AGCOM – In Italy also the Autorità per le garanzie nelle comunicazioni (“AGCOM”) launched a consultation (see here) on Machine to Machine (with a final report yet to be published), with a view to:
- Spectrum, Interoperability and other issues – Analyse the factors that may influence the development of M2M services and the interaction between the various stakeholders in the market, also assessing the development projections and the various ways for exploiting M2M services;
- Regulatory Barriers and Co-ordination – Pinpoint the main regulatory barriers for any further M2M development (e.g. numbering and roaming regulations), also identifying the areas for which it would be appropriate to set up a coordination with the other (national and international) authorities.

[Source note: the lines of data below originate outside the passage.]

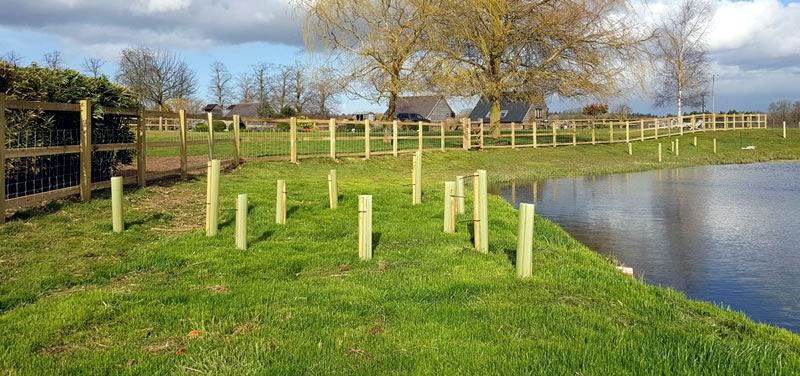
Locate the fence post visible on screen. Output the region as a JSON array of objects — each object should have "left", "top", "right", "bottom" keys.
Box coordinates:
[
  {"left": 417, "top": 121, "right": 423, "bottom": 151},
  {"left": 439, "top": 121, "right": 445, "bottom": 151},
  {"left": 625, "top": 120, "right": 631, "bottom": 143},
  {"left": 358, "top": 195, "right": 372, "bottom": 261},
  {"left": 658, "top": 142, "right": 664, "bottom": 163},
  {"left": 517, "top": 204, "right": 534, "bottom": 278},
  {"left": 328, "top": 118, "right": 336, "bottom": 161},
  {"left": 328, "top": 170, "right": 339, "bottom": 209},
  {"left": 236, "top": 193, "right": 247, "bottom": 251},
  {"left": 233, "top": 115, "right": 242, "bottom": 167},
  {"left": 364, "top": 119, "right": 371, "bottom": 159},
  {"left": 208, "top": 112, "right": 214, "bottom": 161},
  {"left": 472, "top": 170, "right": 489, "bottom": 253},
  {"left": 111, "top": 176, "right": 125, "bottom": 233},
  {"left": 411, "top": 151, "right": 422, "bottom": 205},
  {"left": 392, "top": 120, "right": 397, "bottom": 157},
  {"left": 639, "top": 119, "right": 644, "bottom": 141},
  {"left": 456, "top": 176, "right": 466, "bottom": 214},
  {"left": 275, "top": 180, "right": 286, "bottom": 225},
  {"left": 206, "top": 159, "right": 220, "bottom": 236},
  {"left": 0, "top": 93, "right": 6, "bottom": 225},
  {"left": 136, "top": 111, "right": 146, "bottom": 188},
  {"left": 444, "top": 181, "right": 457, "bottom": 234},
  {"left": 80, "top": 100, "right": 92, "bottom": 201},
  {"left": 289, "top": 117, "right": 297, "bottom": 163},
  {"left": 178, "top": 110, "right": 189, "bottom": 179},
  {"left": 511, "top": 122, "right": 517, "bottom": 149}
]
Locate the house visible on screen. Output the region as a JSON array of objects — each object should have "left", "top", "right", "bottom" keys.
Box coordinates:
[
  {"left": 203, "top": 103, "right": 224, "bottom": 116},
  {"left": 469, "top": 97, "right": 547, "bottom": 123},
  {"left": 392, "top": 95, "right": 456, "bottom": 122}
]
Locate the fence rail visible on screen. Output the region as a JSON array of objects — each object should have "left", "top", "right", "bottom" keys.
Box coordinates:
[{"left": 0, "top": 94, "right": 767, "bottom": 223}]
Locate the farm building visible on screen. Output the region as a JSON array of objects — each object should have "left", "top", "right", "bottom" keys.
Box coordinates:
[
  {"left": 392, "top": 95, "right": 455, "bottom": 122},
  {"left": 469, "top": 97, "right": 547, "bottom": 123}
]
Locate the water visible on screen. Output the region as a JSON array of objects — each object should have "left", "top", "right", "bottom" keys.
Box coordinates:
[{"left": 493, "top": 163, "right": 800, "bottom": 332}]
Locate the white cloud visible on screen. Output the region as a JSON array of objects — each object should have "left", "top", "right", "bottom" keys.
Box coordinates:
[{"left": 131, "top": 0, "right": 192, "bottom": 13}]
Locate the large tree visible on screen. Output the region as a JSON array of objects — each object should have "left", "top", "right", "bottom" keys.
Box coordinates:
[
  {"left": 654, "top": 0, "right": 713, "bottom": 116},
  {"left": 208, "top": 61, "right": 233, "bottom": 108},
  {"left": 117, "top": 47, "right": 197, "bottom": 109},
  {"left": 427, "top": 0, "right": 646, "bottom": 132},
  {"left": 295, "top": 0, "right": 438, "bottom": 116}
]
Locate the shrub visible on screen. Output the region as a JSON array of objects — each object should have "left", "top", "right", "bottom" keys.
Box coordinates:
[{"left": 0, "top": 62, "right": 137, "bottom": 197}]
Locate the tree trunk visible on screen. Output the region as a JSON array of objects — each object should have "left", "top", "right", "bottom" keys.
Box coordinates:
[{"left": 489, "top": 98, "right": 500, "bottom": 138}]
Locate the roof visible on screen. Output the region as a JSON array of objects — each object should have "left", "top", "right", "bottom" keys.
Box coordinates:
[
  {"left": 392, "top": 95, "right": 450, "bottom": 118},
  {"left": 469, "top": 97, "right": 547, "bottom": 123},
  {"left": 226, "top": 102, "right": 260, "bottom": 118}
]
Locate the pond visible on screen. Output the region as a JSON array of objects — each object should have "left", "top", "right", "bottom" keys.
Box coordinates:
[{"left": 492, "top": 162, "right": 800, "bottom": 332}]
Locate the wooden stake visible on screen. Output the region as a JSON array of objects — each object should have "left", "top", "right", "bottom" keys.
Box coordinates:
[
  {"left": 0, "top": 93, "right": 7, "bottom": 225},
  {"left": 439, "top": 121, "right": 445, "bottom": 151},
  {"left": 136, "top": 111, "right": 146, "bottom": 188},
  {"left": 111, "top": 176, "right": 125, "bottom": 233},
  {"left": 236, "top": 193, "right": 247, "bottom": 251},
  {"left": 328, "top": 170, "right": 339, "bottom": 209},
  {"left": 328, "top": 118, "right": 336, "bottom": 161},
  {"left": 233, "top": 115, "right": 242, "bottom": 167},
  {"left": 79, "top": 100, "right": 92, "bottom": 201},
  {"left": 364, "top": 119, "right": 372, "bottom": 159},
  {"left": 472, "top": 170, "right": 489, "bottom": 253},
  {"left": 392, "top": 120, "right": 397, "bottom": 157},
  {"left": 178, "top": 110, "right": 189, "bottom": 179},
  {"left": 417, "top": 121, "right": 424, "bottom": 151},
  {"left": 208, "top": 112, "right": 214, "bottom": 161},
  {"left": 658, "top": 142, "right": 664, "bottom": 163},
  {"left": 275, "top": 180, "right": 286, "bottom": 225},
  {"left": 289, "top": 117, "right": 297, "bottom": 163},
  {"left": 206, "top": 159, "right": 220, "bottom": 236},
  {"left": 444, "top": 181, "right": 458, "bottom": 234},
  {"left": 456, "top": 176, "right": 466, "bottom": 214},
  {"left": 517, "top": 204, "right": 534, "bottom": 278},
  {"left": 358, "top": 195, "right": 372, "bottom": 261},
  {"left": 411, "top": 151, "right": 422, "bottom": 205}
]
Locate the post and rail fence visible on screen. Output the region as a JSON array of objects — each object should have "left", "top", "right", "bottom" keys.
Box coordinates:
[{"left": 0, "top": 94, "right": 768, "bottom": 223}]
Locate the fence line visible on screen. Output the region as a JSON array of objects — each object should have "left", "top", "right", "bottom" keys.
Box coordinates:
[{"left": 0, "top": 94, "right": 767, "bottom": 223}]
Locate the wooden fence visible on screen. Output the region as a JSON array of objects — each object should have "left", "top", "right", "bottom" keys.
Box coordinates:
[{"left": 0, "top": 94, "right": 767, "bottom": 223}]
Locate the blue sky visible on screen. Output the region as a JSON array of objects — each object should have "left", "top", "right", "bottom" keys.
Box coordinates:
[{"left": 0, "top": 0, "right": 800, "bottom": 113}]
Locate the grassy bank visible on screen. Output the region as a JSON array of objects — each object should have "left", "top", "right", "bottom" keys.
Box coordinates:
[{"left": 0, "top": 131, "right": 800, "bottom": 375}]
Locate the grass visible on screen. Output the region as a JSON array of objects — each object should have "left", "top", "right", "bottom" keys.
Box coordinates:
[{"left": 0, "top": 130, "right": 800, "bottom": 375}]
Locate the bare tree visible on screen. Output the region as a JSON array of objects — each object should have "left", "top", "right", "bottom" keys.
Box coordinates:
[
  {"left": 295, "top": 0, "right": 438, "bottom": 116},
  {"left": 236, "top": 72, "right": 257, "bottom": 103},
  {"left": 309, "top": 67, "right": 345, "bottom": 118},
  {"left": 654, "top": 0, "right": 713, "bottom": 116},
  {"left": 291, "top": 62, "right": 311, "bottom": 114},
  {"left": 427, "top": 0, "right": 647, "bottom": 135},
  {"left": 0, "top": 50, "right": 22, "bottom": 67},
  {"left": 208, "top": 61, "right": 233, "bottom": 108},
  {"left": 83, "top": 57, "right": 106, "bottom": 78},
  {"left": 270, "top": 65, "right": 294, "bottom": 112},
  {"left": 117, "top": 47, "right": 197, "bottom": 109},
  {"left": 42, "top": 50, "right": 64, "bottom": 69}
]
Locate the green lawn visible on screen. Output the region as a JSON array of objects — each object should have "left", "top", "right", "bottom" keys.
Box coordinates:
[{"left": 0, "top": 130, "right": 800, "bottom": 375}]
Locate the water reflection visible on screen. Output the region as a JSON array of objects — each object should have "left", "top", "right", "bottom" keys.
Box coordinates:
[{"left": 493, "top": 163, "right": 800, "bottom": 332}]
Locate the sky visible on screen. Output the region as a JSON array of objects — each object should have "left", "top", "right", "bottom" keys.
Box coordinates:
[{"left": 0, "top": 0, "right": 800, "bottom": 114}]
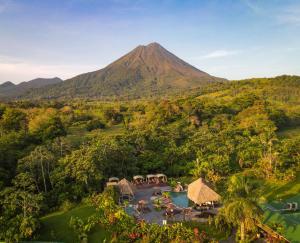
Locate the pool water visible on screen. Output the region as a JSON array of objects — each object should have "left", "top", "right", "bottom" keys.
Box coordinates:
[{"left": 170, "top": 192, "right": 189, "bottom": 208}]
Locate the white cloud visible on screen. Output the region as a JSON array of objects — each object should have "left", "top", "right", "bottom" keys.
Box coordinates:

EU Approach? – The national authorities may still not be able to grasp the “essence“ of IoT regulations, which are by definition multi-sectorial and multi-territorial. A joint co-operation between various authorities will certainly help – and in this sense it is very welcome OFCOM and AGCOM’s effort to identify areas of co-operation with other national authorities (data protection authorities – see here on the main data protection concerns for IoT – and the sector regulators for transport, energy etc.).
The most crucial point remains how to address the IoT multi-jurisdictional elements, in which respect there is still no homogenous approach on the basic principles. Whilst FTC held a similar approach to the EU on data security and minimization, there is still some distance on other fundamental elements. For instance, according to FTC, “if a company collects a consumer’s data and de-identifies that data immediately and effectively, it need not offer choices to consumers about his collection“. Certain more conservative European regulators may not share this view.
A common approach is even more fundamental within the European market. As mentioned above, OFCOM underlined the importance of a common framework for consent to data processing. However, also within the EU there is still no common approach as to how to concretely implement certain consent provisions. It should be avoided a reiteration of problems already experienced with the different ways implementing the same cookies’ consent provisions in various jurisdictions. As stated in a previous post on cookies (the same principle applies for IoT), excessively stringent regulations should be avoided. This because in an increasingly integrated world, a strict regulation is not equivalent to the highest level of protection: it may, on the contrary, encourage the transfer of certain businesses to other jurisdictions with a lower level of protection, ultimately resulting in a lower level of protection for the local users’ data which will continue to be processed by such “transferred” businesses.
One solution would be to promote self-regulatory efforts, which also for FTC would be helpful for certain industries with a higher level of integration. In any event, from an Italian and European perspective, the EU should play an active role. One of the actions set out by the EU Commission in 2009 was “the gathering of a representative set of European stakeholders to monitor the evolution of the Internet of Things“. This should be upgraded with a higher and more constant involvement of EU Member States representatives.
We are still not having conversations with our yogurt pots (and I may not be looking forward to that), but no doubt these are very exciting times for those interested on IoT regulations.